Asst. Marketing Coordinator
"Mrs. Ford was my favorite teacher from second grade. Besides teaching us math and reading comprehension, she taught us something that is much more valuable — manners. I remember when she’d correct us when we said 'Yeah' or 'Can I..?' The right way was 'Yes, ma’am' and 'May I…?' This was no exception for Mrs. Ford as she did her best to shape us into better little human beings through etiquette. It’s easy to forget as I get older and work in a fast-paced environment, but often I can still hear her voice reminding me before I speak. This characteristic is one of the best things I learned in life. Wherever you are, thank you, Mrs. Ford!"
"Ms. M, my women’s studies professor in college, had the biggest impact on me. She was not easy, nor was her class enjoyable, but that was the value in her approach to teaching. She did not follow textbooks; instead, she questioned us about what was happening in the world and how we felt about it. To her, critical thinking and intellectual learning were more important than any assignment or test. She valued her students’ ability to formulate and voice their own opinions. Ms. M’s non-traditional approach to teaching gave me the ability to learn and grow, unlike any other college course I took. If I saw her today, I’d thank her for this one piece information she told me 15+ years ago: 'Always know where your information is coming from!'"

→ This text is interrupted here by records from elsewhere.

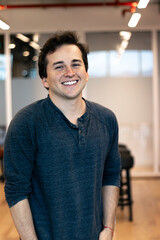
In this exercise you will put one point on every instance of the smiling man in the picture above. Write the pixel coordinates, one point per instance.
(61, 159)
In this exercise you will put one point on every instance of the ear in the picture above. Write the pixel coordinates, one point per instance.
(87, 77)
(44, 82)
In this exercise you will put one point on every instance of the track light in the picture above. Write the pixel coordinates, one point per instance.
(22, 37)
(134, 20)
(4, 26)
(143, 3)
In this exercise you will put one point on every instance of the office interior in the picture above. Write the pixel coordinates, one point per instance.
(127, 82)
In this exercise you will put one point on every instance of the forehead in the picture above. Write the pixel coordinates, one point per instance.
(64, 52)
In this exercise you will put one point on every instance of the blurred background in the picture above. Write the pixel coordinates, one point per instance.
(124, 70)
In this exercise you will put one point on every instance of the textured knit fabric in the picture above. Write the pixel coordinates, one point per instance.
(61, 168)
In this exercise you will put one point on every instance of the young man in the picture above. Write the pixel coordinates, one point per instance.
(61, 158)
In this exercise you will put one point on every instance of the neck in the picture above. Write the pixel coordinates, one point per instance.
(71, 108)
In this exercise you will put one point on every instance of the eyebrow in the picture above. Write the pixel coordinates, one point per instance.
(61, 62)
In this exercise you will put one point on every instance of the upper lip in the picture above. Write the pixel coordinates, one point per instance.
(69, 80)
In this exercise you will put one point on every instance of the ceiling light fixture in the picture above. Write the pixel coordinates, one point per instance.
(125, 35)
(134, 20)
(143, 4)
(4, 26)
(22, 37)
(12, 45)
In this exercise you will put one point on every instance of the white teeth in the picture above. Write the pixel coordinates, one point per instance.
(69, 83)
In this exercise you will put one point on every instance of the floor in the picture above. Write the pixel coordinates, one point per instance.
(146, 214)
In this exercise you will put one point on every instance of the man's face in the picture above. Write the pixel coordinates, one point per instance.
(66, 74)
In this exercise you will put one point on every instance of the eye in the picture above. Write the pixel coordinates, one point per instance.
(76, 65)
(60, 67)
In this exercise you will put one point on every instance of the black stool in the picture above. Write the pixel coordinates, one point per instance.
(1, 164)
(127, 162)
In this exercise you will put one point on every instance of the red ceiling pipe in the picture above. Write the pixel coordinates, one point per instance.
(68, 5)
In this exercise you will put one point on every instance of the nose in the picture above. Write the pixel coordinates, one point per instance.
(69, 72)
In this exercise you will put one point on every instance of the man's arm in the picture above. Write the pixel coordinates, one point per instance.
(110, 203)
(23, 221)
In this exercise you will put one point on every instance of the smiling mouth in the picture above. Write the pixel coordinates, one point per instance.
(69, 83)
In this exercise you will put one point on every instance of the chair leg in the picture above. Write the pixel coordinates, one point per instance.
(129, 195)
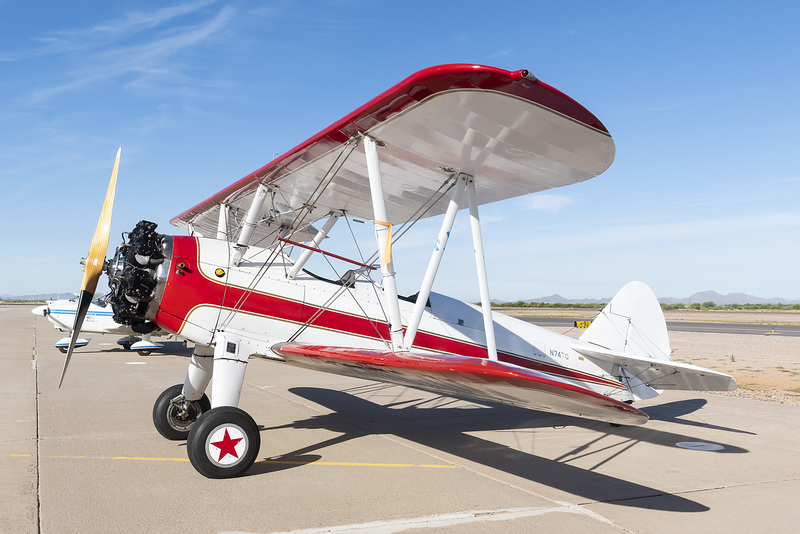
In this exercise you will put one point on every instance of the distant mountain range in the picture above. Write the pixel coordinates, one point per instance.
(699, 298)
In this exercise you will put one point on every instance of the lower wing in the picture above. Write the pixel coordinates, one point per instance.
(461, 376)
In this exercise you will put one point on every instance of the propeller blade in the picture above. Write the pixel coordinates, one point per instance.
(94, 264)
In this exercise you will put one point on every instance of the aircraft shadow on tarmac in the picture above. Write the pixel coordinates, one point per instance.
(446, 429)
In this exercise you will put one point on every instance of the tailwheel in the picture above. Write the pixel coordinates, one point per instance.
(224, 443)
(174, 416)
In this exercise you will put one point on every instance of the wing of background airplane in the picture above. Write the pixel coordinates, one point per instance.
(517, 134)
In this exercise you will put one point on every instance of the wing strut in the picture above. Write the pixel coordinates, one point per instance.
(384, 237)
(250, 222)
(435, 261)
(301, 261)
(222, 222)
(480, 263)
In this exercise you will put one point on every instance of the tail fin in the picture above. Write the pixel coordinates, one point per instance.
(632, 323)
(630, 334)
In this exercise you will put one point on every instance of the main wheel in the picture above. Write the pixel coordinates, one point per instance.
(174, 420)
(224, 443)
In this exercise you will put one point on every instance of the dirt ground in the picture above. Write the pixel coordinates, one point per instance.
(766, 367)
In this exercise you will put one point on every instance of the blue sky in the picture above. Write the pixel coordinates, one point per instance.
(700, 97)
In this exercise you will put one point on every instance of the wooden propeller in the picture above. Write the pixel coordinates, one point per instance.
(94, 264)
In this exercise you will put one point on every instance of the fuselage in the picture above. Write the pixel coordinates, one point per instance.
(198, 292)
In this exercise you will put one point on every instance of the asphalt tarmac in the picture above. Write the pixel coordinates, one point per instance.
(343, 455)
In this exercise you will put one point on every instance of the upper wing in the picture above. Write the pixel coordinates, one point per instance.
(513, 133)
(463, 376)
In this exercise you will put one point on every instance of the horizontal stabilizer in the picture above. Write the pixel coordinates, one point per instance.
(461, 376)
(662, 374)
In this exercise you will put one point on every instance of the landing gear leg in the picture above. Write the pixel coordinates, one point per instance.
(225, 441)
(179, 406)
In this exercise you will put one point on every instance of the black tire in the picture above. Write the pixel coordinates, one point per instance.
(169, 422)
(238, 436)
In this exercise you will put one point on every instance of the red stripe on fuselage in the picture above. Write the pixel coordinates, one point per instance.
(188, 288)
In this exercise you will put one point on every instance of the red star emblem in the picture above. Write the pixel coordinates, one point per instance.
(227, 446)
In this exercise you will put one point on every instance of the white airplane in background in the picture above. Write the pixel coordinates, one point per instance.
(99, 319)
(446, 138)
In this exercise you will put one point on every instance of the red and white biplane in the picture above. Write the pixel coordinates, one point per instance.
(446, 138)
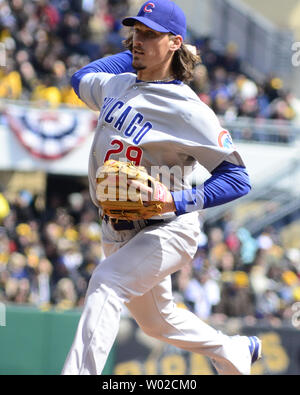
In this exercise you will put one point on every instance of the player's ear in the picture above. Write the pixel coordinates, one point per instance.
(175, 42)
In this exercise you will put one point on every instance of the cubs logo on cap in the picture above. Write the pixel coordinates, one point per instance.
(161, 15)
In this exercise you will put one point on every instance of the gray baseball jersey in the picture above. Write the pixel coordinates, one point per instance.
(153, 125)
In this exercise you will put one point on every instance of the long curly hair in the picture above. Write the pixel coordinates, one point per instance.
(183, 63)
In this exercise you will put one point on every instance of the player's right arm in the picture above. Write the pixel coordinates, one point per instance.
(89, 80)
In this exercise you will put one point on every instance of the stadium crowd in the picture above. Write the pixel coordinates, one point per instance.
(47, 40)
(48, 252)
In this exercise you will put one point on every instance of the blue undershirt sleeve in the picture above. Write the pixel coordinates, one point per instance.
(114, 64)
(228, 182)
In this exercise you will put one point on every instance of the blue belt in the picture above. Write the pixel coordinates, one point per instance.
(128, 225)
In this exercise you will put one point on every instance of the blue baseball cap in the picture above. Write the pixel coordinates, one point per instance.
(161, 15)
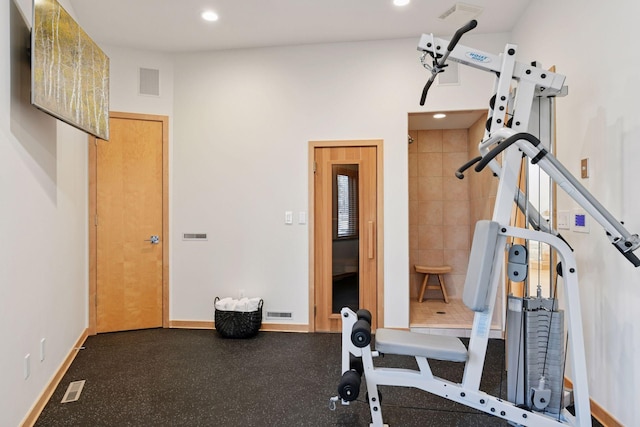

"I’m fortunate to be inspired by two teachers, both as a kid and as an adult! The first is Mr. Feltl, who taught fourth-grade. The curriculum he created came second to the compassion he showed towards all of his students. He was understanding, easy to talk to and always made himself available, regardless of how big or small our 'problems' were as 9 and 10-year-olds. The second is Ms. Gaby, my wife, who teaches pre-kindergarten. The care and attention she gives her students is out of this world. Every day she goes the extra mile so her students can have a fun and interactive place to socially and emotionally learn and develop. She’ll often tell her kids “kiss your brain!” when they have a learning breakthrough. I’m fortunate to know both of these outstanding teachers!"